La scène a marqué les esprits et pour un certain temps. Le 6 février dernier, peu avant 14h, des agents de sécurité du palais de justice de Poitiers ont, pendant un quart d'heure, retenu plusieurs avocats aux grilles du bâtiment. « Un scandale », « on ne peut pas tomber plus bas », pestent encore plusieurs d’entre eux. « Ma cliente était à l’intérieur, et ne savait pas si elle allait pouvoir être accompagnée par son conseil à son procès, raconte Me Quentin Reclou, avocat pénaliste. C’est une atteinte très grave au droit à la justice. »
Dans un contexte de grève totale des audiences, engagée depuis plusieurs semaines contre le projet de réforme des retraites, l’incident a été vécu comme une provocation. Le bâtonnier, Me Emmanuel Breillat, se dit encore très remonté. « J’ai écrit aux chefs de cour et je n’ai toujours pas de réponse à ce jour. Cela a été très mal vécu par mes confrères, on en gardera une grande amertume. »
La tension est quelque peu retombée, depuis. Mais toute la profession reste vent debout contre le projet de réforme, qui prévoit notamment le doublement des cotisations et une baisse de la retraite minimale. En atteste le « SOS » placardé sur les portes d’entrée de la maison des avocats. « Cette réforme bouleverse l’économie des cabinets, elle va avoir un impact sur les plus jeunes et les confrères les plus précaires. Certains cabinets aux revenus modiques ne pourront pas y faire face, assure déjà le bâtonnier, craignant à terme un maillage insuffisant. Sans parler de la question d’indépendance, fondamentale à la profession d’avocat, qui est ici remise en cause. »
Des cabinets en sursis
Depuis le début de la grève, ce sont plus de 300 procès correctionnalisés qui ont été renvoyés à Poitiers, pour plusieurs mois. « J’en ai renvoyé une cinquantaine, jusqu’à février 2021 », témoigne Me François Gaborit, associé au cabinet DGT. La situation n’est pas sans conséquence sur l’activité des cabinets en contentieux, qu’elle que soit leur taille. « Janvier a été un mois blanc. Le renvoi des audiences ne me permet pas de facturer ni de bénéficier de l’aide judiciaire. Je m’inquiète aujourd’hui pour la pérennité de mon cabinet », confie Me Quentin Reclou, jeune avocat à son compte. « Les cabinets plus structurés ont, eux, plus de charges, ajoute Me Breillat. Nous avons trois avocats collaborateurs et deux assistantes, soit cinq salaires à assurer tous les mois. »
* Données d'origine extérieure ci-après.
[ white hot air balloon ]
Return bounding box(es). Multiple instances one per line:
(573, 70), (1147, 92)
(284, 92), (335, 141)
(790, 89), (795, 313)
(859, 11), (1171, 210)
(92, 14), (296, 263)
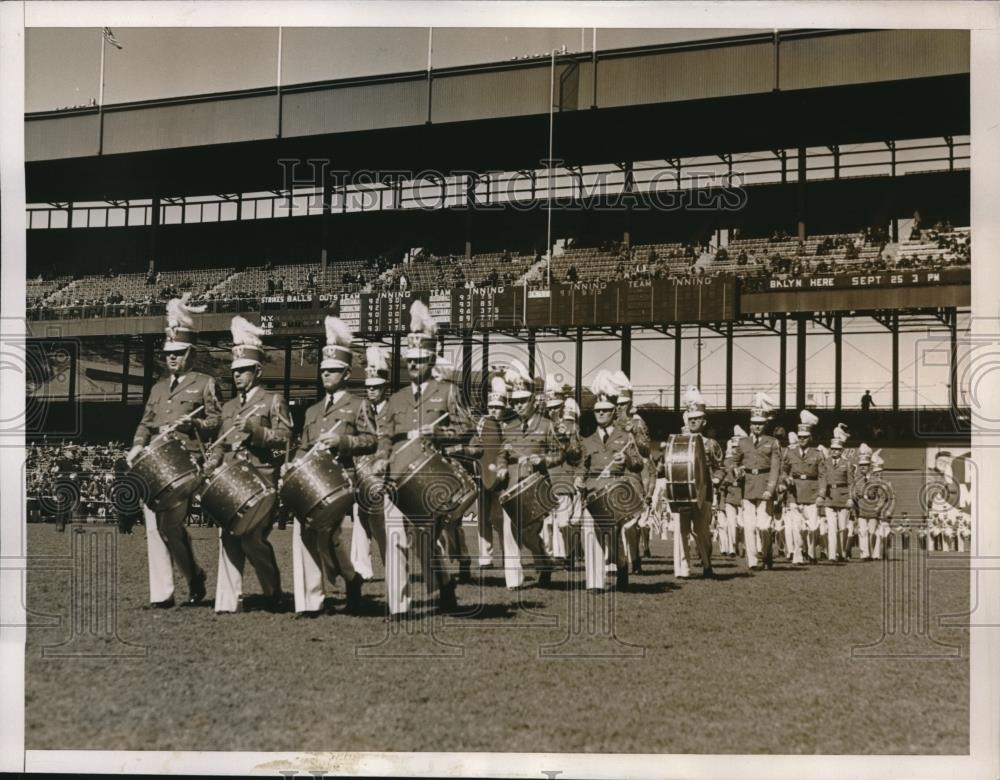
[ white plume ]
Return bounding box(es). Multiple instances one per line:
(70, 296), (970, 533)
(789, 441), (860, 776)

Certains avocats envisageraient même de mettre la clé sous la porte. Pourtant, la plupart souhaitent rester mobilisés aussi longtemps que possible. « Fermer dans l’année ou deux ans après le passage de la réforme, cela ne change rien. Autant maintenir le mouvement », lâche Me Reclou. S’il se félicite de la « solidarité » apparue à travers la grève, Me François Gaborit rappelle, lui, que le mouvement « a surtout une incidence pour nos clients ». Mais tous en conviennent, cette grève sans précédent « laissera des traces ».
Lundi devait être décidée la prolongation du mouvement, laquelle ne faisait guère de doutes. « Tant que nous n’aurons pas de garanties sur le retrait de ce projet, la grève durera, souligne le bâtonnier. Mais peut-être sous une autre forme. » La semaine dernière, quelques barreaux de France ont mis fin au mouvement ou en ont adouci les modalités.